Reversible processes in thermodynamics

Question

These are a few basic questions of mine in thermodynamics whose answer I can't find anywhere.

$1$. How does a quasi static process serve the purpose of thermodynamic equilibrium?A quasi static process is one which occurs slowly enough so that the gas is in thermodynamic equilibrium at every instant which means i have information about the thermodynamic parameters of the gas at all times. Thermodynamic equilibrium means all the particles of the gas are the at the same thermodynamic parameters at that instant $t$. But I can't get my head around this. For example,let us consider a piston of ideal gas. At time $t=0$,if I change any parameter and the gas takes some time $\Delta t$ to adjust, I now know the parameter of the time ($t=0+\Delta t$) but what about the parameters of the gas between the time $0$ to $\Delta t$? Since we are having information about the gas at only discrete time intervals,how are we able to draw $P-V$ graphs for continuous time intervals? What is the correct way to interpret this?

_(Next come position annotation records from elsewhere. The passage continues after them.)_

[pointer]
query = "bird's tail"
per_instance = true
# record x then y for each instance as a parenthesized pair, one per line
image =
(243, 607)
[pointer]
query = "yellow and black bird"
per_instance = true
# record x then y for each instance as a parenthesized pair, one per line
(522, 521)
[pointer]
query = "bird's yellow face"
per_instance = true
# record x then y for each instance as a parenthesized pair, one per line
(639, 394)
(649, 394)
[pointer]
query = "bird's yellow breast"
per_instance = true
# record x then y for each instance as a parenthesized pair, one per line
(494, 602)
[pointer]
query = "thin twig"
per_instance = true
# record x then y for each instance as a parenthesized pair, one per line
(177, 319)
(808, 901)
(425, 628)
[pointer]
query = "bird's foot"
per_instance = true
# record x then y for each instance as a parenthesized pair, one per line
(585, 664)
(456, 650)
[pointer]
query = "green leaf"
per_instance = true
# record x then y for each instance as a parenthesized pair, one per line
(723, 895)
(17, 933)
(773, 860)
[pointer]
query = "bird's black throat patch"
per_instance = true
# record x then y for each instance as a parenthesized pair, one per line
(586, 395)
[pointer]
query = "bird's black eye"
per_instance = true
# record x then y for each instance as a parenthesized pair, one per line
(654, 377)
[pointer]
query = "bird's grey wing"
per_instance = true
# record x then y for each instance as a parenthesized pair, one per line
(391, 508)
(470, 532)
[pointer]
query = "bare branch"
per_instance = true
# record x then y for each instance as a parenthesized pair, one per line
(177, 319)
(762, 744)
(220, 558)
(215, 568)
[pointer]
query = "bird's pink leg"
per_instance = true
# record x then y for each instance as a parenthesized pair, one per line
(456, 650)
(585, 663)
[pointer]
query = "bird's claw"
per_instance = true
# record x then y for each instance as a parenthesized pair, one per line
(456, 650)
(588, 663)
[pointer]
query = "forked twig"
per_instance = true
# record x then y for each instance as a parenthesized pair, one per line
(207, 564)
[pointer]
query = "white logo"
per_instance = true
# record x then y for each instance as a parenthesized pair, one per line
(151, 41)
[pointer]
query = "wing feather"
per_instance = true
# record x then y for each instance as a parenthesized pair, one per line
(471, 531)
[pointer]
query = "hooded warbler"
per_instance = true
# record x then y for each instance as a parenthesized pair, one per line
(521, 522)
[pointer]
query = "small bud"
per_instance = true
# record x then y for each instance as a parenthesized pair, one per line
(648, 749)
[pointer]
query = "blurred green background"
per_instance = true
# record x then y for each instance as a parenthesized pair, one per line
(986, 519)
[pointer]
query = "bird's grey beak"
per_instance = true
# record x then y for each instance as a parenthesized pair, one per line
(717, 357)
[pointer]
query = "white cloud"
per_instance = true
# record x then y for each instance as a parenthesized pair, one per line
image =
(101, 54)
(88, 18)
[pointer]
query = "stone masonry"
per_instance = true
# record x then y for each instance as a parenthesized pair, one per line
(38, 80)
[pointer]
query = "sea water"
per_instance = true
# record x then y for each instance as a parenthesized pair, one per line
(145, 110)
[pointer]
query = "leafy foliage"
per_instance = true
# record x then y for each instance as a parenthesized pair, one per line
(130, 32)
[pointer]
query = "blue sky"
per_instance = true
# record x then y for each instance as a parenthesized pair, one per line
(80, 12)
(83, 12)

$2$. If a process is infinitely slow(quasi static),why does it have to be reversible? Meaning why can we return to an exact previous state only by this infinitely slow process?Why will a rapid process not be reversible?(will be helpful if this isn't answered using concept of entropy since it should have an elementary proof).

$3$. A reversible process has to be infinitely slow but adiabatic processes are rapid enough so that heat exchange doesn't occur. In that case,how can an adiatic process be reversible?

These questions have been on my mind since I started thermodynamics but never got the opportunity to have them cleared out.

Answer 1

If you do the process so slowly that it takes 300 years to expand the gas by the piston moving, doesn't it strike you intuitively that, and every state of the process, the gas is vanishingly displaced from thermodynamic equilibrium. If 300 years is not enough for you, then consider 3000 years (or whatever it takes).

The irreversibility comes in when the gas is deforming very rapidly so that viscous stresses and forces, and irreversible heat conduction within the gas are also present. Viscous stresses dissipate mechanical energy to internal energy, and are are equivalent to fluid friction, which cannot be reversed. Heat conduction, another transport process, tends to dissipate temperature gradients, and this also can't be reversed.

Adiabatic processes are not necessarily rapid. An Adiabatic Process prevents heat flow into the system, which most often can be done by using insulation. Only slow adiabatic processes can be considered reversible.